Personal information
- Full name: Peni Tuigulagula
- Date of birth: 8 March 1999 (age 27)
- Place of birth: Fiji
- Position: Defender

Team information
- Current team: Frankston Pines
- Number: 14

Youth career
- –2018: Nadi

Senior career*
- Years: Team / Apps / (Gls)
- 2018–2020: Nadi
- 2020–2021: Frankston Pines / 13 / (0)
- 2022–: Heatherton United / 3 / (0)

International career
- 2018: Fiji U20 / 3 / (0)
- 2019: Fiji U23 / 4 / (0)
- 2019–: Fiji / 4 / (0)

Medal record
Men's football
Representing Fiji
Pacific Games
| Bronze medal – third place | 2019 Samoa |  |

= Peni Tuigulagula =

Fijian footballer

Peni Tuigulagula (born 8 March 1999) is a Fijian footballer who plays as a defender for Australian club Frankston Pines and the Fiji national team.

==Club career==
Tuigulagula came through the youth ranks of Nadi.

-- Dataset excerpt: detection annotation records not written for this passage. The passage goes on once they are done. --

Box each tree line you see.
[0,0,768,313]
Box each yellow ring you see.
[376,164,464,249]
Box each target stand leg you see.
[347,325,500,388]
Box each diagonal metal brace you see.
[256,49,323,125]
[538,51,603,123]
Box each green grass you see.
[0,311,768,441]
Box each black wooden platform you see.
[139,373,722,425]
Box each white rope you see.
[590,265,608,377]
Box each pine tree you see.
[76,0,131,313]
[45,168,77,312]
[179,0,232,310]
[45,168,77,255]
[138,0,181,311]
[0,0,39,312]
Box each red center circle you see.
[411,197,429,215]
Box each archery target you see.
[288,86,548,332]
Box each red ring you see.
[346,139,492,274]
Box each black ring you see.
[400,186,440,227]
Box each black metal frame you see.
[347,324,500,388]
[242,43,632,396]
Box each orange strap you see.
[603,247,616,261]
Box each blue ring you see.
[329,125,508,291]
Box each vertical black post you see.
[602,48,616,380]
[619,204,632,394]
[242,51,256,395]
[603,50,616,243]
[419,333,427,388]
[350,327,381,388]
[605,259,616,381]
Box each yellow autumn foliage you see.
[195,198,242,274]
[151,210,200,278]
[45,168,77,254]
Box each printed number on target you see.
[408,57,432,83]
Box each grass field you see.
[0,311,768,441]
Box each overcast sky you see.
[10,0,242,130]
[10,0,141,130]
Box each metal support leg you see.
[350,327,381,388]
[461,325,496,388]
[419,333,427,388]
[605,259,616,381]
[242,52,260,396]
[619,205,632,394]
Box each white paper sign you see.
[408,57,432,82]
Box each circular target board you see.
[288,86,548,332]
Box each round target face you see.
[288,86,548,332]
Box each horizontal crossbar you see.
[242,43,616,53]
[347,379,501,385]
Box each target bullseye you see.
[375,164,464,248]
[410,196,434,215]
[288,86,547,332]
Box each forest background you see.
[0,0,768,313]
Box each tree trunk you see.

In 2018 he made his debut for the first team. In 2020 he moved, together with fellow countrymens Tito Vodowaqa, Savenaca Baledrokadroka and Asaeli Batikasa to the Australian based club Frankston Pines FC.

==National team==
In 2019 Tuigulagula was called up by coach Christophe Gamel for the Fiji national football team. He made his debut on March 18, 2019, in a 3–0 win against New Caledonia. He came in for Nicholas Prasad in the 85th minute of play.
In 2019, he was selected for the 2019 Pacific Games. Fiji won a bronze medal.